Tyla Nathan-Wong is switching from her Black Ferns’ 7s contract to join the National Rugby League in Australia. She goes with the blessing of NZR. She has adorned the BF squad for twelve years, but feels she now needs a new challenge.

Fortunately for Rugby Union, Australia is the only nation on earth where Rugby League stands higher in people’s affection. Elsewhere it struggles to survive.

While it may be sweetness and light in Aotearoa – the Ferns have an abundance of talent to replace TNW – the move is another indication of how the shape of team sports is changing.

In cricket, people worry about the survival of the oldest forms it has cherished for 150 years and more: tests and the County Championships, to name but two. There the Indian Premier League offers millions of dollars to players who till now have merely survived in the game financially.

A variation on TNW’s switch came only recently, when Cheyelle Robins-Reti, having lost her Black Ferns XV’s contract promptly switched her home and sport to join the same NRLW.

Nobody with the good of women’s sport at heart can question these two moves, but, as Chris Lendrum, General Manager of NZR states, there are so many new opportunities opening up for the most talented women in sport.

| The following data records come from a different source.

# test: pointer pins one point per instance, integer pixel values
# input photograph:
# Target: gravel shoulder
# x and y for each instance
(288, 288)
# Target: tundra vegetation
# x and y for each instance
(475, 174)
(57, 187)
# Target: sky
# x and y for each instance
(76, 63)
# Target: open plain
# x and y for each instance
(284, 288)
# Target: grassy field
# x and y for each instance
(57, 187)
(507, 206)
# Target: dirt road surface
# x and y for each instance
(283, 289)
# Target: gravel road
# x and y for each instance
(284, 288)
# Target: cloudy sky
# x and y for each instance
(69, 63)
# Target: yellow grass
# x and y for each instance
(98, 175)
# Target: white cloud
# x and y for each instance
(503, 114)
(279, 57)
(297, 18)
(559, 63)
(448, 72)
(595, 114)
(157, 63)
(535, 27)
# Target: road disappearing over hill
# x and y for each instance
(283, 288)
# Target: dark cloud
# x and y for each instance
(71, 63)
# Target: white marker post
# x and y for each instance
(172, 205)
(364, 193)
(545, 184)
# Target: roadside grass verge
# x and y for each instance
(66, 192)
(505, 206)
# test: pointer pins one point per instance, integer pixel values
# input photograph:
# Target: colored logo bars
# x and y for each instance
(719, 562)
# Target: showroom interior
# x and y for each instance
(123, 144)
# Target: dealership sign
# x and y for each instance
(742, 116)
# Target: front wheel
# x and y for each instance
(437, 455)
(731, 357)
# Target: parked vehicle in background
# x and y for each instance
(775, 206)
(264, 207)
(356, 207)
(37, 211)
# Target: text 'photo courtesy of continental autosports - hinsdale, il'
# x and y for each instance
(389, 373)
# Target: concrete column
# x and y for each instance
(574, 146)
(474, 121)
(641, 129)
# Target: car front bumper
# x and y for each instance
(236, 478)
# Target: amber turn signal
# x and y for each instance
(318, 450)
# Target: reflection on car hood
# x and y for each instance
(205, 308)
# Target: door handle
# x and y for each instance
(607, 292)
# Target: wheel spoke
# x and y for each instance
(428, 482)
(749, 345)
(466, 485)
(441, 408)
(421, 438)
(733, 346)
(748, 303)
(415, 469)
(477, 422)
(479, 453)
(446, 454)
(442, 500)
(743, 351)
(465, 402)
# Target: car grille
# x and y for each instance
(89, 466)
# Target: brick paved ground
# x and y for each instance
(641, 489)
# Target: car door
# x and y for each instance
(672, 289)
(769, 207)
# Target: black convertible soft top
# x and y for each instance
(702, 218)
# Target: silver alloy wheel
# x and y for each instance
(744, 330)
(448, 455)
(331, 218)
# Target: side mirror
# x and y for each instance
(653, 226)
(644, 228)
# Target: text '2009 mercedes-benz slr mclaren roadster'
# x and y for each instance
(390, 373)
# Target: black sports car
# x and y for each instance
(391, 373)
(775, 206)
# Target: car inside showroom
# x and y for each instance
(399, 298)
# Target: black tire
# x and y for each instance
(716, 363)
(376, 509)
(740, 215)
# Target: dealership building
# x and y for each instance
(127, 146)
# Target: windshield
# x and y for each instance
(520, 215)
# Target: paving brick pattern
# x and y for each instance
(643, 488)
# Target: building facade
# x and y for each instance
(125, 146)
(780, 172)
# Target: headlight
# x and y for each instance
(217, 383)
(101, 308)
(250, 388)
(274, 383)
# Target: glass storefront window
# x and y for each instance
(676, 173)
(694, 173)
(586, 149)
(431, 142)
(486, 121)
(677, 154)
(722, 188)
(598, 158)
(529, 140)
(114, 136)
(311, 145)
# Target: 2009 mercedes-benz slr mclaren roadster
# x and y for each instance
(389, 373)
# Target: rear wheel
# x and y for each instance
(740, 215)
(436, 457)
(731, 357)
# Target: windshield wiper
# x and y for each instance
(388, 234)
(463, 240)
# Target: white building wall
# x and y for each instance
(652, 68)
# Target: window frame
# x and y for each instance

If cricket can cream off the best male players so easily, how long will it be before women’s team sports will suffer the same trauma?

Ultra-rich  Indian businessmen have no qualms about their approach. Spectators flock in their thousands to watch cricket matches of the shortest time-span yet permitted.  By extension, some of us could imagine 20-minute games of rugby involving only the crème de la crème of female rugby players performing live to world-wide audiences.

That ghastly thought may not have entered the heads of the bright people at World Rugby who developed the revolutionary WXV concept. But it’s as good a way as any to avoid that possibility happening.

On two consecutive days we have been able to watch matches taking place in Kazakhstan and Madagascar, involving players from far-flung continents. That must be the most thrilling experience for all of them, whether they win or lose.

As  the WXV spreads its wings to cover every corner of the globe, so the future of women’s rugby must surely be safe.